O que há na Lei Kayla Hamilton que acabou de ser aprovada pelo Congresso?

Na quarta-feira, a Câmara dos Representantes dos EUA aprovou a HR 4371, também conhecida como Lei Kayla Hamilton.

O resumo oficial do projeto de lei observa que ele “exigiria que o Departamento de Saúde e Serviços Humanos considerasse informações adicionais ao tomar decisões sobre a colocação de crianças estrangeiras desacompanhadas sob sua custódia”.

Health and Human Services define “crianças estrangeiras desacompanhadas” como crianças menores de 18 anos que não possuem status de imigração “legal” nos Estados Unidos e que não têm um dos pais ou responsável legal nos Estados Unidos disponível para fornecer cuidados ou custódia física.

O projeto foi apresentado em julho pela Wrestle Free (RS.C.) e tinha como objetivo “prevenir tragédias como o assassinato de Kayla Hamilton”, de acordo com a declaração de Free sobre o projeto.

Hamilton era uma mulher de 20 anos que morava em Maryland e foi abusada sexualmente e morta em 2022 por Walter Javier Martinez, um salvadorenho sem documentos.

A sua morte provocou uma celebração entre os políticos republicanos, que apontaram para o que consideraram o fracasso das políticas de imigração da administração anterior.

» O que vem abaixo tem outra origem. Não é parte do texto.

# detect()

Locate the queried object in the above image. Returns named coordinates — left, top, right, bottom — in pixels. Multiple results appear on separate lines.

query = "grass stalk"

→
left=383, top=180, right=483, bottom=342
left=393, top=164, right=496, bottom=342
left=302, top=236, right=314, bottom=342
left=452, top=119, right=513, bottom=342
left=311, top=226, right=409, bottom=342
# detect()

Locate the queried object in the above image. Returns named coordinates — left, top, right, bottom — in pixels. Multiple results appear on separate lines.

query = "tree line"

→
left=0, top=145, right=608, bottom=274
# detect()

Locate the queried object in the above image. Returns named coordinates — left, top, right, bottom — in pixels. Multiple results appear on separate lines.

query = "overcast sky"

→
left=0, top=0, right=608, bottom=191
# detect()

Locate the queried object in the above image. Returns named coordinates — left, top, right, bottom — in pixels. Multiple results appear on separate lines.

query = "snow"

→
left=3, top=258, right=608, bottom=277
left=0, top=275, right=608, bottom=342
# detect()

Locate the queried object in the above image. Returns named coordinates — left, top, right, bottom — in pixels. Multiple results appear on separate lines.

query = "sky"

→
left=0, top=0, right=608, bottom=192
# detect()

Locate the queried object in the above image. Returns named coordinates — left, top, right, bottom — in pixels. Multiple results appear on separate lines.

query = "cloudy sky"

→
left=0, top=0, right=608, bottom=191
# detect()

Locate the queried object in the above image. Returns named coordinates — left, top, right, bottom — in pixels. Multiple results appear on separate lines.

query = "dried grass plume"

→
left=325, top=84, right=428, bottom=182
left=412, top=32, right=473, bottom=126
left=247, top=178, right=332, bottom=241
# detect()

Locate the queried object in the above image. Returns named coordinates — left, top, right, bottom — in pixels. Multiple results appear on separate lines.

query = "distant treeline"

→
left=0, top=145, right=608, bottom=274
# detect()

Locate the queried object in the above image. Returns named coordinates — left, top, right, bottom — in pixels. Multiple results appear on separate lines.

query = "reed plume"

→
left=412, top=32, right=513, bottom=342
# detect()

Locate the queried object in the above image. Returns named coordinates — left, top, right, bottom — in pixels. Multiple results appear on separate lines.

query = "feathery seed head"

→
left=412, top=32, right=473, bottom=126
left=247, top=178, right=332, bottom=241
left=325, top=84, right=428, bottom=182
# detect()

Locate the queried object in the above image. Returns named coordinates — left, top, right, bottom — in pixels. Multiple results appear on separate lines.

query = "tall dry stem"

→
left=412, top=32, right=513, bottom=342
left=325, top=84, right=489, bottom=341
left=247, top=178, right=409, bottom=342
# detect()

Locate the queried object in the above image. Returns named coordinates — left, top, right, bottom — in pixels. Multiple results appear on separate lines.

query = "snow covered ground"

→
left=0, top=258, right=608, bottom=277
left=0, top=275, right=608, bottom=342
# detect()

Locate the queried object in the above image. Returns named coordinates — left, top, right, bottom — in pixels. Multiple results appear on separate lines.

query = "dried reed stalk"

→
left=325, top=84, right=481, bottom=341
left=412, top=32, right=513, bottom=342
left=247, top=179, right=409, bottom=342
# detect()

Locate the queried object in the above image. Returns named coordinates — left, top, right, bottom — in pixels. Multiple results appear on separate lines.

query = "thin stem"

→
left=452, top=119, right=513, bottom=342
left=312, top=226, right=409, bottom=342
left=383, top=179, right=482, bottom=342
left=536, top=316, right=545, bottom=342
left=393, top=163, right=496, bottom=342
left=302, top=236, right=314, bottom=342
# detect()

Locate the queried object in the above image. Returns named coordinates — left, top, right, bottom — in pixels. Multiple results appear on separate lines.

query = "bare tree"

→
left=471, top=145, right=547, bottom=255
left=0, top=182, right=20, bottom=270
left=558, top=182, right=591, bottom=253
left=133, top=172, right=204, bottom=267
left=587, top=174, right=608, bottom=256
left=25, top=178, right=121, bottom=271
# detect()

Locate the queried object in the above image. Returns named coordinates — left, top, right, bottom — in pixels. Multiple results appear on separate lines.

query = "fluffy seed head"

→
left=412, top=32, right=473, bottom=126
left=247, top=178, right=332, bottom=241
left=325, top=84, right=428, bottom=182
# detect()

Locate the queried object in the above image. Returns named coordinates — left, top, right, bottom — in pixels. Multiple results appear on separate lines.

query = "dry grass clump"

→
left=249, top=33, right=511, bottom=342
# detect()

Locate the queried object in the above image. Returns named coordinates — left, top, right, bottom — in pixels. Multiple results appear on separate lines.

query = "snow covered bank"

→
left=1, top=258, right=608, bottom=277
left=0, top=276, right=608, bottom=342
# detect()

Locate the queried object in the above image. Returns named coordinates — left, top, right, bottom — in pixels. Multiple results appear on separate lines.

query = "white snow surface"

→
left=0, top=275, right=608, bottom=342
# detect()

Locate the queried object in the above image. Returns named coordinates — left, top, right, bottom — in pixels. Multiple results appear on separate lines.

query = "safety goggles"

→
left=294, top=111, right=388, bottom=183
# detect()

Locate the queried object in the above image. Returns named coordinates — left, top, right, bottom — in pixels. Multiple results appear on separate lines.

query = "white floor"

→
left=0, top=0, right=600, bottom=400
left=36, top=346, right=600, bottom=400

“A tragédia que tirou a vida de Kayla Hamilton foi um resultado insensato e previsível das fronteiras abertas e das políticas perigosas e moralmente inaceitáveis ​​do presidente Biden”, escreveu o presidente da Câmara, Mike Johnson (R-La.), no X na quarta-feira, após a aprovação do projeto. “A lei de Kayla Hamilton põe fim a esta loucura para que nenhuma futura administração possa tomar decisões tão imprudentes.”

O projeto foi aprovado por 225 votos a 201, com um total de 218 republicanos e sete democratas – incluindo o deputado texano Vicente Gonzalez e o recentemente impeachment Henry Cuellar – votando a favor. Um total de 201 votos “não” foram dados pelos democratas.

Embora reconheçam a tragédia de Hamilton, os oponentes do projecto de lei afirmam que este explora o incidente para permitir que agências estatais exerçam jurisdição sobre menores detidos ilegalmente.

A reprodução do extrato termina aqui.